Key Points
Disease summary:
Cholesteryl ester storage disease (CESD) is a lysosomal storage disorder (LSD) caused by a deficiency of lysosomal acid lipase (LAL), an enzyme necessary for the breakdown of cholesteryl esters and triglycerides.
CESD is part of the LAL deficiency spectrum. In general, mutations that allow for residual LAL enzyme function result in CESD, while Wolman disease (WD), the infantile fatal form of LAL deficiency, stems from null mutations with no residual enzyme function.
Features of CESD are predominantly a consequence of the intracellular accumulation of cholesteryl esters and triglycerides in liver, spleen, lymph nodes, and other tissues. Biopsy can show sea-blue histiocytes, large Kupffer cells with increased vacuoles, lipid droplets, or cholesterol crystals.
Individuals with CESD commonly present with an abnormal lipid profile, which can include increased total cholesterol, high low-density lipoprotein (LDL), low high-density lipoprotein (HDL), and high-normal to high triglycerides; liver and/or spleen enlargement; or other types of liver disease such as steatosis, fibrosis, or cirrhosis.
Individuals with CESD are at risk for premature atherosclerosis, liver disease, bleeding complications, and intestinal malabsorption.
Hereditary basis:
CESD is an autosomal recessive disorder caused by mutations in LIPA.
Variability can be seen in the severity of phenotypes even within families, though both CESD and WD would not be expected within the same sibship.
Differential diagnosis:
There is overlap in the clinical features of CESD and other LSDs, such as Gaucher disease (GD) and Niemann-Pick disease (NPD). Individuals with NPD may have a similar lipid profile to individuals with CESD, and hepatosplenomegaly is a common feature of all three diseases. Individuals with CESD would not be expected to have the bone disease common to GD or the lung disease common to NPD. Biochemical analysis can distinguish between LSDs.
Hyperlipidemia can be caused by both genetic and environmental factors. It is important to distinguish between CESD and other genetic causes of hyperlipidemia, such as familial hypercholesterolemia (FH). The lipid profile of FH can include high total cholesterol and LDL levels, with low HDL and normal or high triglyceride levels. FH is inherited in an autosomal dominant manner. It is essential to consider the lipid profile, the inheritance pattern, and the nonlipid associated phenotype when distinguishing between potential genetic etiologies of hyperlipidemia.
Hepatomegaly and splenomegaly are common features of other storage disorders, such as other LSDs and glycogen storage disorders (GSD). CESD can be distinguished from other storage disorders based on associated features and biochemical analysis.
Liver disease in CESD can be misdiagnosed as nonalcoholic fatty liver disease or cryptogenic cirrhosis. In the absence of an identifiable cause of liver disease, CESD should be considered.
A high index of suspicion for CESD can potentially lead to a specific diagnosis in cases of “idiopathic” liver disease.
Diagnostic Criteria and Clinical Characteristics
Deficient LAL activity is diagnostic and can be demonstrated by enzyme assay performed on peripheral blood or fibroblast sample.
(see Table 94-1) Hepatomegaly or splenomegaly is commonly a presenting feature and may be present since childhood or adolescence. It is not uncommon for diagnosis to be delayed for years after organomegaly is noted. Some individuals initially present with a catastrophic event such as a variceal bleed, stroke, or myocardial infarct.

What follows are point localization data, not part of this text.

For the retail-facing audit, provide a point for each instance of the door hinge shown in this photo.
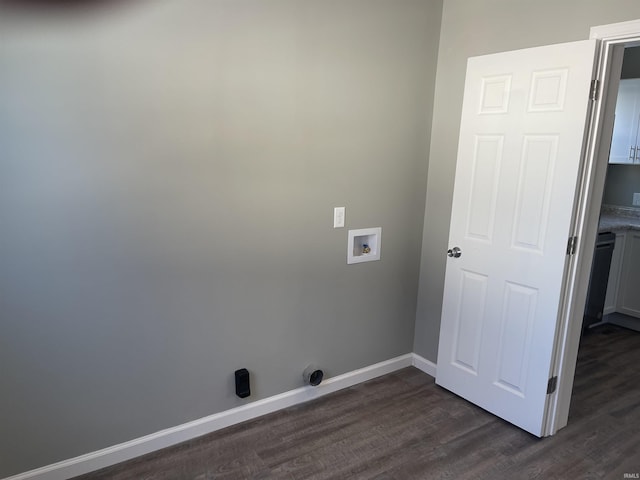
(594, 93)
(572, 245)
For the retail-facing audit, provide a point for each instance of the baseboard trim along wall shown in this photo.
(187, 431)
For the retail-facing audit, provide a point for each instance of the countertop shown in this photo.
(613, 218)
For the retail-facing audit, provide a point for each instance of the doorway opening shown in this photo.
(614, 39)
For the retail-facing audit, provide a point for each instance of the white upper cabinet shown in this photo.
(625, 144)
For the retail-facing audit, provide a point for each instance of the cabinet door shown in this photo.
(628, 298)
(625, 127)
(614, 275)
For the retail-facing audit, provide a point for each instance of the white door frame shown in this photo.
(612, 39)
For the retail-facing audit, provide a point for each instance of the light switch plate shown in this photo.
(338, 217)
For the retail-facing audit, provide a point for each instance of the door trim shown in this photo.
(611, 40)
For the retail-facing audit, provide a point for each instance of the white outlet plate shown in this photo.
(338, 217)
(364, 245)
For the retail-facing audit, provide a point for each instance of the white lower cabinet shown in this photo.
(629, 286)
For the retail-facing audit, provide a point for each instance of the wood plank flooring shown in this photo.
(403, 426)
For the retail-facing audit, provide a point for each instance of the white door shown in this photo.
(521, 138)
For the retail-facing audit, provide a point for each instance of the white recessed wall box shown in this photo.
(364, 245)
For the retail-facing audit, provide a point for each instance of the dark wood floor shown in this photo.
(402, 426)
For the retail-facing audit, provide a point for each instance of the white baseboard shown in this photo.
(187, 431)
(427, 366)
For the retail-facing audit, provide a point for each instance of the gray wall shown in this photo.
(472, 28)
(168, 172)
(622, 182)
(631, 63)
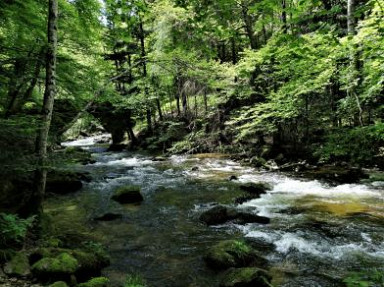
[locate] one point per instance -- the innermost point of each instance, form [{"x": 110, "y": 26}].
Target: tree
[{"x": 47, "y": 111}]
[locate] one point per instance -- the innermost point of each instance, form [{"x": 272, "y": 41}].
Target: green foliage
[
  {"x": 358, "y": 145},
  {"x": 134, "y": 281},
  {"x": 366, "y": 278},
  {"x": 96, "y": 282},
  {"x": 13, "y": 229}
]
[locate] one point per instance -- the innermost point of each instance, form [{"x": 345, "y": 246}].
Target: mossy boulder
[
  {"x": 128, "y": 194},
  {"x": 59, "y": 284},
  {"x": 222, "y": 214},
  {"x": 232, "y": 253},
  {"x": 256, "y": 189},
  {"x": 60, "y": 267},
  {"x": 89, "y": 263},
  {"x": 246, "y": 277},
  {"x": 64, "y": 182},
  {"x": 96, "y": 282},
  {"x": 18, "y": 266},
  {"x": 218, "y": 215}
]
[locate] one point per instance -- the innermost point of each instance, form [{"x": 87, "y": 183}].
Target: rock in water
[
  {"x": 218, "y": 215},
  {"x": 128, "y": 194},
  {"x": 109, "y": 217},
  {"x": 18, "y": 266},
  {"x": 246, "y": 277},
  {"x": 256, "y": 189}
]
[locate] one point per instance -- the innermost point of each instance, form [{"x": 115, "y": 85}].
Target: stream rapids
[{"x": 318, "y": 233}]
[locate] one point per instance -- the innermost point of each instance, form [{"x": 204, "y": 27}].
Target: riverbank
[{"x": 315, "y": 227}]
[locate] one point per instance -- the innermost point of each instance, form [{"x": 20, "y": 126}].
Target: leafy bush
[
  {"x": 13, "y": 229},
  {"x": 358, "y": 145},
  {"x": 367, "y": 278}
]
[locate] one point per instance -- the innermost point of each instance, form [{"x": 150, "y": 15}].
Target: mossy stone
[
  {"x": 96, "y": 282},
  {"x": 128, "y": 194},
  {"x": 18, "y": 266},
  {"x": 246, "y": 277},
  {"x": 232, "y": 253},
  {"x": 63, "y": 264}
]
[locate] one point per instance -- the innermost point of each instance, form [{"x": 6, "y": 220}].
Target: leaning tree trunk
[{"x": 47, "y": 110}]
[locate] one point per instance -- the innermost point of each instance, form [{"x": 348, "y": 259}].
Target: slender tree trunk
[
  {"x": 354, "y": 56},
  {"x": 248, "y": 24},
  {"x": 158, "y": 104},
  {"x": 145, "y": 73},
  {"x": 46, "y": 113},
  {"x": 284, "y": 16}
]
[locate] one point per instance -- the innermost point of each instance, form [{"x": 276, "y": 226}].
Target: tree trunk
[
  {"x": 158, "y": 104},
  {"x": 284, "y": 16},
  {"x": 46, "y": 113},
  {"x": 354, "y": 61},
  {"x": 248, "y": 24}
]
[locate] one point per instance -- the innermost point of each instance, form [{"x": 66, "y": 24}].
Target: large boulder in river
[
  {"x": 256, "y": 189},
  {"x": 18, "y": 266},
  {"x": 128, "y": 194},
  {"x": 218, "y": 215},
  {"x": 233, "y": 253},
  {"x": 246, "y": 277},
  {"x": 221, "y": 214}
]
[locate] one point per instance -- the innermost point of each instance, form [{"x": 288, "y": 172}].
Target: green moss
[
  {"x": 127, "y": 189},
  {"x": 59, "y": 284},
  {"x": 231, "y": 253},
  {"x": 96, "y": 282},
  {"x": 18, "y": 266},
  {"x": 134, "y": 281},
  {"x": 64, "y": 263},
  {"x": 249, "y": 276}
]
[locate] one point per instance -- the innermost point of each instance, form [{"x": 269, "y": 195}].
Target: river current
[{"x": 317, "y": 236}]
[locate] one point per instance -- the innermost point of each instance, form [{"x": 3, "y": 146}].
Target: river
[{"x": 318, "y": 233}]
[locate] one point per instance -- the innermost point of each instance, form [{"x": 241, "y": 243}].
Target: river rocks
[
  {"x": 60, "y": 267},
  {"x": 128, "y": 194},
  {"x": 256, "y": 189},
  {"x": 18, "y": 266},
  {"x": 246, "y": 277},
  {"x": 96, "y": 282},
  {"x": 64, "y": 182},
  {"x": 232, "y": 253},
  {"x": 117, "y": 147},
  {"x": 222, "y": 214},
  {"x": 336, "y": 174},
  {"x": 52, "y": 264},
  {"x": 109, "y": 217},
  {"x": 218, "y": 215}
]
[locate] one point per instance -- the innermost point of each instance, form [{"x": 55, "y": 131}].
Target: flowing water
[{"x": 317, "y": 235}]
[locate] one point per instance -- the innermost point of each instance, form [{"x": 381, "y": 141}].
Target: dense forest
[{"x": 293, "y": 86}]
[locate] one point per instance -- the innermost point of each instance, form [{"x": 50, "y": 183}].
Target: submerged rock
[
  {"x": 218, "y": 215},
  {"x": 232, "y": 253},
  {"x": 128, "y": 194},
  {"x": 60, "y": 267},
  {"x": 18, "y": 266},
  {"x": 256, "y": 189},
  {"x": 53, "y": 264},
  {"x": 96, "y": 282},
  {"x": 64, "y": 182},
  {"x": 222, "y": 214},
  {"x": 59, "y": 284},
  {"x": 246, "y": 277},
  {"x": 109, "y": 217}
]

System | Manifestation | Wolman (W), CESD (C), or Both (B) |
---|---|---|
GI | Hepatocellular dysfunction with elevated enzymes | B |
Hepatosplenomegaly (HSM) | B | |
Hepatic steatosis, fibrosis, or cirrhosis | B | |
Mesenteric lipodystrophy | B | |
Malabsorption | B | |
Diarrhea | B | |
Esophageal varicosities | C | |
Cardiovascular | Atherosclerosis | C |
Pulmonary | Pulmonary hypertension | C |
Hematologic | Anemia | B |
Thrombocytopenia | B | |
Endocrine | Punctate adrenal calcification, adrenal failure | B |
Dermatologic | Xanthomas | C |
Cardiovascular disease is common due to premature atherosclerosis caused by increased LDL cholesterol (see Table 94-2), placing affected individuals at increased risk for severe complications such as stroke.
Liver disease due to increased lipid deposition is common. Manifestations can include hepatomegaly, cirrhosis, fibrosis, nonalcoholic fatty liver disease, and altered liver function with or without jaundice. Biopsy shows signs of CESD, which can include sea-blue histiocytes, large Kupffer cells with increased vacuoles, lipid droplets, or cholesterol crystals.
Splenomegaly with resultant hypersplenism and associated cytopenias including anemia and thrombocytopenia can occur.
Intestinal malabsorption due to lipid deposition in the wall of the intestinal tract can lead to diarrhea, weight loss, and associated nutritional deficits.